Ella estaba ahí. Desnuda
sobre la cama. Boca arriba. Los ojos vacuos perdidos más allá del
cielo raso. El vientre abierto y derramando sangre sobre las sábanas. Quise gritar y no pude. No tuve fuerzas para acercarme
y abrazarla. ¿Qué había pasado?
Dolor y zumbido. Atroz.
Profundo.
Entonces recordé. La beba.
Más silencio. Más dolor.
Caminé tambaleándome hasta
el cuarto de la beba. Ya no pude caminar más. Un ramalazo de imágenes me paralizó. Una ventana rota. El frío y la niebla entrando
en la habitación. La cuna en la penumbra. La colcha empapada en sangre. Que cae por las patas de la cunita, hasta inundar
la alfombra.
¡No! ¡Ella también!
Di un par de pasos hacia
la puerta, y cuándo la iba a empujar vi aquello. La marca de una mano ensangrentada sobre la madera. Comencé a sollozar. Había perdido todo lo que amaba, y no sabía como. Ni quién. Quién. ¿Dónde estaría?
¿Estaba aún aquí?
Retrocedí un par de pasos,
y quise prender la luz. Nada.
¡La cocina!
Ahora corrí hasta la cocina.
El tablero de la luz. Ese alguien, el asesino, había cortado los cables de alimentación a la llave general. Con la vista busqué
un taco dónde teníamos un juego completa de cuchillos y cuchillas. Faltaba uno, el más grande. Las había matado con ese cuchillo.

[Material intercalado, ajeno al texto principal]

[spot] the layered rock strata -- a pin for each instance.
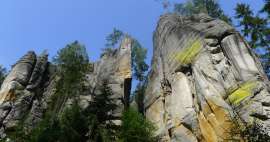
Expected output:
(205, 84)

Ahora me sentía cobarde e indefenso. Parecía que el miedo le ganaba la batalla al odio que me ardía en el estómago.
¿Qué hago? ¿Qué carajo
hago?
Tomé otro cuchillo del taco, y comencé la búsqueda. Si estaba aún en la casa, o lo mato o me mata. El instinto asesino ahora gobernaba mis movimientos. Primero revisé el dormitorio,
después el cuarto de la beba. Pude comprobar que estaba muerta. Pero del tipo
nada. Solo quedaba el baño. Y después el jardín, y la caseta del
fondo. En el baño nada, como en el living y la cocina. Tal
vez ya hubiera huido. Pero...
¿Por qué me había dejado
con vida a mí? ¿Me había desmayado?
Silencio, dolor y zumbido.
Me acerqué a la ventana. La bruma aún era más espesa, ya casi ni veía el macetero. Seguro que estaba en el cuarto del fondo. Raro que el perro no ladrará. Tal vez también lo había matado.
Tengo que ir a buscarlo. Me alejo de la ventana, entonces golpeo el marco
que estaba colgado en la pared. Contengo la respiración, mientras lo atajo. Entonces lo vi. El rostro desencajado. Los pelos
sudorosos pegados a la frente. El reflejo de la desconcertada mirada del
asesino. Que mira desde lo más profundo de aquél espejo.